Here are some more representative examples. They might seem chosen to make a point; they were not. They are admittedly impressionistic, but we think a fair sampling of what was on the air that day.
On the Senate compromise on health care reform:
MSNBC—Democratic Senator Ron Wyden of Oregon called it “a godsend.” Howard Dean said “the Senate bill really does advance the ball.”
CNN—Representative Barbara Lee, a California Democrat, called it “the type of coverage that they [her constituents] deserve.”
Fox—Neil Cavuto posed this question to independent Senator Joe Lieberman of Connecticut: “Senator, they just didn’t put lipstick on a pig? It’s still a pig, right?” Lieberman was noncommittal on the porcine nature of the compromise, but assured he would vote against it. Hayes of The Weekly Standard said, “it is absolutely insane.” Former Arkansas Governor Mike Huckabee said, “It is the lump of coal in our Christmas stocking.”
On climate change:
MSNBC—Jonathan Alter of Newsweek, addressing Sarah Palin’s claim that climate change is not necessarily the result of human activity: “Her bigger problem, if she wants to be a candidate, is that she’s on the wrong side of history. She’s on the wrong side of science. She’s on the wrong side of politics here.”
CNN—Kitty Pilgrim, CNN correspondent: “The United States is falling behind the rest of the world in what some see as the cleanest energy option available, nuclear power.”
Fox —Amy Kellogg, Fox correspondent: “. . . stolen e-mails suggest the manipulation of trends, deleting and destroying of data, and attempts to prevent the publication of opposing views on climate change . . . .”
We could go on, but the pattern would not change.
The three networks are, of course, all in the same television business, but even apart from expressions of ideology each approaches its business differently, each seeking its own distinct niche in the modern television ecology. One large difference is apparent in their staffing structures. Of the three, CNN produces and broadcasts much more news content and has many more reporters reporting from many more places. It has a total staff of about 4,000 people, according to the Pew Project for Excellence in Journalism’s latest available report. On December 10, for example, it was the only one of the three networks to feature on-the-ground reporting from both Pakistan and Virginia on the case of the five Americans arrested in Pakistan. CNN’s newsgathering superiority was even more striking in the aftermath of the January earthquake in Haiti.
With the exception of Larry King’s interview show in the evening, it runs news programming more or less all day long. CNN includes opinion and analysis as feature inserts on its news shows, an adjunct to its news operations, but its great strength is news. The commentary often feels forced and superfluous. Fox is the opposite. It includes the news operations as an adjunct to opinion and analysis. It is much more of a talk-show network than a news network. In fact, it mimics one of Ailes’s first ventures into television news programming, an NBC-owned all-talk channel called America’s Talking. Fox News uses this model much more than it does CNN’s news model.

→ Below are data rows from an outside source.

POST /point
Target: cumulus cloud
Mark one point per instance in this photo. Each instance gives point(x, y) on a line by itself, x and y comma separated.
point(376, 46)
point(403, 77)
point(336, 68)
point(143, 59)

The perceived problem is not that Fox’s straight news is relatively bias-free and its opinion programming overwhelmingly conservative. The problem is that the news portion is very small and the opinion portion very large. It would indeed be like a traditional newspaper opinion-news division if the ratios were reversed.
Fox has a reporting and editing staff about one-third the size of CNN’s. Fox has many fewer bureaus, both domestic and international (again, about one-third CNN’s total). From personal experience covering news around the world, you almost always run into a CNN crew or stringer. You almost never run into a Fox reporter, and never one from MSNBC.